Learn how fees and usage impacts your electricity bill in new online CER tool

News Release
For Immediate Release

July 14, 2020 – Calgary, AB – Canada Energy Regulator

Canadians have a new way to assess their electricity bill in a new, interactive online report released by the Canada Energy Regulator (CER).

The report titled What is in a residential electricity bill? features a province-to-province comparison of electricity bills, generation and consumption. It also explains electricity prices across the country allowing people to understand why costs vary depending on location, fees, regulation and taxes.

Interactive tools allow people to calculate the cost of household appliances and electronic use for each province and territory. For example, an individual can use the tools to find out that leaving a TV on for 24-hours in Quebec costs $5.25 per month, while that same TV on for a whole day would cost $12.29 per month in Saskatchewan, $20.49 per month in the Northwest Territories, and $15.30 per month in Nova Scotia.
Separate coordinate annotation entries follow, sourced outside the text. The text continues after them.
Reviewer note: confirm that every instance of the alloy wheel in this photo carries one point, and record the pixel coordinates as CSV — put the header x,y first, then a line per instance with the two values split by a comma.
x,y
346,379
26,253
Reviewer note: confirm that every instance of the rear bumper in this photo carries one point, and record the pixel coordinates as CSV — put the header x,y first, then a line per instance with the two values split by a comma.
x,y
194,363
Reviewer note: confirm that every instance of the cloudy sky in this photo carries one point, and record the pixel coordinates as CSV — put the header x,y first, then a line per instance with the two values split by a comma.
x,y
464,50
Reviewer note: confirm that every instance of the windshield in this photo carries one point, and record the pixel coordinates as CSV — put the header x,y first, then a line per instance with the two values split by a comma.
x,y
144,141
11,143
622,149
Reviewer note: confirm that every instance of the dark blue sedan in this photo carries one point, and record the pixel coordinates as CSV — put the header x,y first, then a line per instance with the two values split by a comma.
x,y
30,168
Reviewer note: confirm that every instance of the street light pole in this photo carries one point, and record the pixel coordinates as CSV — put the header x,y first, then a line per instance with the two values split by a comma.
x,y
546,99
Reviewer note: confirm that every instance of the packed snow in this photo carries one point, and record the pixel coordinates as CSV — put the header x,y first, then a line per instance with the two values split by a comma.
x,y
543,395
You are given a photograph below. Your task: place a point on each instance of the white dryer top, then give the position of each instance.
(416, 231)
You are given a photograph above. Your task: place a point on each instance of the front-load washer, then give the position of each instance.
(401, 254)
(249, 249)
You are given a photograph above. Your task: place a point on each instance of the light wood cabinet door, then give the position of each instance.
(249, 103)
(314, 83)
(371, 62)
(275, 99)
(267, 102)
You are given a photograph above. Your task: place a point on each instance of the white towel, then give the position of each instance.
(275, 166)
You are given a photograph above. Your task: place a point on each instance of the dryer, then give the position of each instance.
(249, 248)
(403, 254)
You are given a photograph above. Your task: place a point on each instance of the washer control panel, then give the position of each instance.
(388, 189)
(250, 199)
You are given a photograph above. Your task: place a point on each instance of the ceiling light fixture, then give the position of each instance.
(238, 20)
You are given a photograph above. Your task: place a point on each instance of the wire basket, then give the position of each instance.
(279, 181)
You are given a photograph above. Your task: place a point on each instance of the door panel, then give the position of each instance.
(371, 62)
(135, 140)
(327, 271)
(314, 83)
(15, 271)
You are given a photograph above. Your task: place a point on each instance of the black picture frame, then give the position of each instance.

How Canadians use energy varies as much as how provinces and territories produce it. Millions of Canadians rely on electricity to power their household appliances, charge their electronics, and heat their homes. Provinces with abundant hydro-electric resources like Quebec, B.C., Manitoba, and Newfoundland and Labrador use electricity for home heating and tend to consume the most electricity.

By gathering data from various sources, this report is the first Canadian publication that features interactive tools to allow for a province-by-province comparison of electricity bills while highlighting different elements within an electricity bill.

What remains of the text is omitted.